Ricardo Rangel  has received his BSc from California State University, Fresno and MSs from University of California, Los Angeles. He is a registered Professional Engineer in California and works as a System Protection Engineer at Pacific Gas and Electric Company in Fresno, CA supporting the transmission system for 230 kV and below. His area of interest is power system impedance calculations using relay data and he has authored several technical papers on this topic.

Daniel Zhang is an Expert Protection Engineer with Pacific Gas and Electric (PG&E) based in San Ramon, CA. He supports PG&E’s 500 kV System Protection, Remedial Action Scheme, Phasor Measurement Units, etc. He received his BSc and MSc degrees in 1993 and 1996, respectively, from Xi’an Jiaotong University, Xi’an China, and MESc in 2003 from University of Western Ontario, London, Ontario, Canada. He has been working in the field of power system protection and control for over 20 years with utilities and engineering firms.
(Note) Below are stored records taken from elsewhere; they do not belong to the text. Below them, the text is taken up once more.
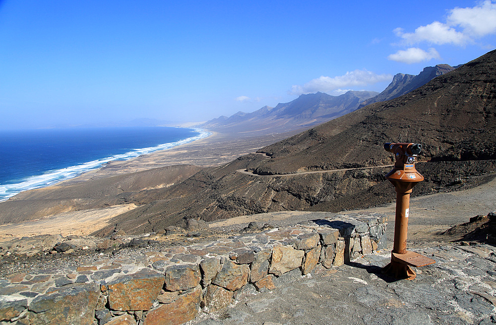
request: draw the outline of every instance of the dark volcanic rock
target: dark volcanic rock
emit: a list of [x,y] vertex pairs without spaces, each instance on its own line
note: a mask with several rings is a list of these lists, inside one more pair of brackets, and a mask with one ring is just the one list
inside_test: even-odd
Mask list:
[[88,324],[93,322],[100,295],[96,283],[67,285],[38,296],[29,305],[33,324]]

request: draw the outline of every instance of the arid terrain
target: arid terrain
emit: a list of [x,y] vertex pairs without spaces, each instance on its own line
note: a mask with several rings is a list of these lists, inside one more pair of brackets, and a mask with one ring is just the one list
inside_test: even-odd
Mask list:
[[[234,302],[220,314],[200,313],[190,324],[494,324],[495,71],[493,51],[411,93],[303,132],[215,132],[21,193],[0,203],[2,297],[28,295],[32,304],[50,294],[34,282],[43,277],[62,289],[88,282],[89,274],[110,280],[116,260],[143,266],[161,251],[238,245],[250,232],[305,228],[342,213],[387,217],[386,249],[305,275],[295,268],[274,276],[270,289],[248,284],[230,294]],[[395,194],[384,179],[393,160],[383,146],[391,141],[424,145],[417,168],[425,179],[413,189],[407,244],[435,263],[417,269],[413,281],[381,272],[395,223]],[[111,265],[97,270],[96,263]],[[58,274],[67,270],[81,274]],[[146,314],[105,306],[98,311],[115,321],[132,314],[141,324]],[[94,323],[102,319],[95,313]]]

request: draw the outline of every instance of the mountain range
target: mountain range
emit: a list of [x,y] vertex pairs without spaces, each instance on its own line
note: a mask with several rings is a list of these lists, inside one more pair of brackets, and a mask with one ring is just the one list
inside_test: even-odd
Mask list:
[[[398,88],[408,83],[392,83]],[[271,126],[307,130],[215,167],[170,166],[23,193],[0,203],[0,222],[42,217],[44,209],[54,207],[59,212],[124,203],[138,207],[94,233],[106,236],[121,229],[163,231],[186,218],[209,221],[271,211],[373,206],[395,197],[384,178],[391,167],[383,166],[393,160],[383,147],[389,142],[423,146],[417,168],[425,180],[413,195],[468,188],[496,175],[496,51],[405,94],[332,119],[348,109],[346,103],[356,107],[375,95],[361,92],[304,95],[256,114],[209,121],[212,130],[216,125],[225,133],[250,126],[252,134],[266,135]],[[326,103],[339,108],[331,112]],[[332,120],[310,129],[309,120],[303,121],[311,117]],[[254,142],[250,147],[260,146]]]
[[[405,95],[369,105],[258,153],[204,169],[167,189],[133,195],[129,201],[139,207],[114,218],[113,226],[95,234],[119,229],[158,231],[184,218],[212,221],[383,204],[395,197],[384,178],[391,167],[380,167],[393,161],[383,148],[388,142],[423,145],[419,159],[424,162],[417,169],[425,180],[414,195],[469,188],[494,178],[496,51]],[[332,169],[341,170],[325,172]]]
[[223,132],[249,131],[258,134],[309,129],[370,104],[406,94],[455,68],[448,65],[438,65],[426,67],[418,75],[398,73],[380,93],[350,90],[339,96],[320,92],[306,94],[275,107],[264,106],[251,113],[238,112],[229,117],[221,116],[197,126]]

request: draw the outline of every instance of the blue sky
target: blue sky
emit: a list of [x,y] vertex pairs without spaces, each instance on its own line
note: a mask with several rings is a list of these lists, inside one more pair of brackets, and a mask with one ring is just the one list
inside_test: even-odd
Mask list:
[[496,46],[496,2],[335,2],[0,0],[0,128],[205,121]]

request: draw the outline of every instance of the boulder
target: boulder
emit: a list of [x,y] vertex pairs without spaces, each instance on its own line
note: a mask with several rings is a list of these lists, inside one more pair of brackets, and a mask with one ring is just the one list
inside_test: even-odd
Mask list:
[[29,305],[31,324],[92,324],[100,292],[96,283],[74,283],[38,296]]
[[204,286],[208,285],[220,270],[220,260],[215,258],[206,258],[200,262],[200,269],[203,274],[202,284]]
[[144,325],[179,325],[194,319],[201,301],[201,287],[198,286],[181,295],[174,302],[160,305],[148,312]]
[[302,264],[302,272],[304,274],[310,273],[318,263],[321,248],[321,246],[319,245],[305,252],[305,261]]
[[239,265],[226,260],[222,268],[212,281],[212,283],[223,287],[228,290],[234,291],[248,283],[249,275],[249,267],[248,265]]
[[295,241],[293,246],[296,249],[302,251],[311,249],[317,247],[319,238],[318,234],[315,233],[302,234]]
[[0,321],[10,321],[20,315],[28,306],[26,299],[0,299]]
[[227,308],[233,301],[233,292],[215,284],[208,286],[203,305],[208,313],[215,313]]
[[305,252],[290,246],[275,246],[269,273],[281,275],[302,266]]
[[109,305],[114,310],[148,310],[164,281],[163,275],[150,268],[118,276],[108,285]]
[[165,269],[165,287],[168,291],[194,288],[199,284],[201,279],[200,268],[195,264],[174,265]]

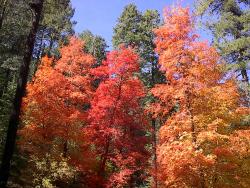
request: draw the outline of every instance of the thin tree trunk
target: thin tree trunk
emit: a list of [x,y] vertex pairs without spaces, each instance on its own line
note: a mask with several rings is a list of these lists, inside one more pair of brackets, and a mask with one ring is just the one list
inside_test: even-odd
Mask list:
[[5,92],[6,88],[8,87],[9,77],[10,77],[10,69],[7,69],[5,81],[0,89],[0,99],[2,99],[4,92]]
[[241,75],[242,75],[242,82],[245,82],[245,83],[249,83],[249,78],[248,78],[248,75],[247,75],[247,70],[246,69],[243,69],[241,70]]
[[2,10],[1,10],[1,15],[0,15],[0,29],[2,28],[3,26],[3,19],[4,19],[4,15],[5,15],[5,11],[6,11],[6,7],[7,7],[7,0],[3,0],[2,2]]
[[22,98],[25,94],[25,88],[27,85],[28,74],[29,74],[29,65],[31,62],[31,57],[33,53],[34,43],[35,43],[35,36],[37,33],[42,8],[43,8],[44,0],[39,0],[36,4],[30,4],[31,8],[34,11],[34,17],[32,23],[32,28],[30,33],[27,37],[26,46],[27,49],[25,51],[23,57],[23,63],[20,67],[19,78],[15,93],[15,98],[13,101],[13,109],[9,119],[9,126],[7,131],[7,138],[5,143],[5,148],[3,152],[2,164],[1,164],[1,171],[0,171],[0,187],[5,188],[7,186],[7,181],[10,174],[10,163],[15,149],[15,142],[17,136],[17,129],[20,120],[20,111],[21,111],[21,104]]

He is a registered professional engineer in NY State.

Ritwik Chowdhury received his BSc degree in engineering from the University of British Columbia and his MSc degree in engineering from the University of Toronto. He joined Schweitzer Engineering Laboratories, Inc. (SEL) in 2012, where he is presently a principal engineer in research and development. Ritwik holds over 15 patents and has coauthored over 35 technical papers. He was recognized as an exceptional reviewer for IEEE Transactions on Power Delivery for three years. He is a past chair of the Protection and Control Practices Subcommittee (I-SC) of the IEEE Power System Relaying and Control (PSRC) Committee and the recipient of the 2021 PSRC Outstanding Young Engineer Award. Ritwik is a senior member of IEEE, a member of CIGRE, and a registered professional engineer in the province of Ontario.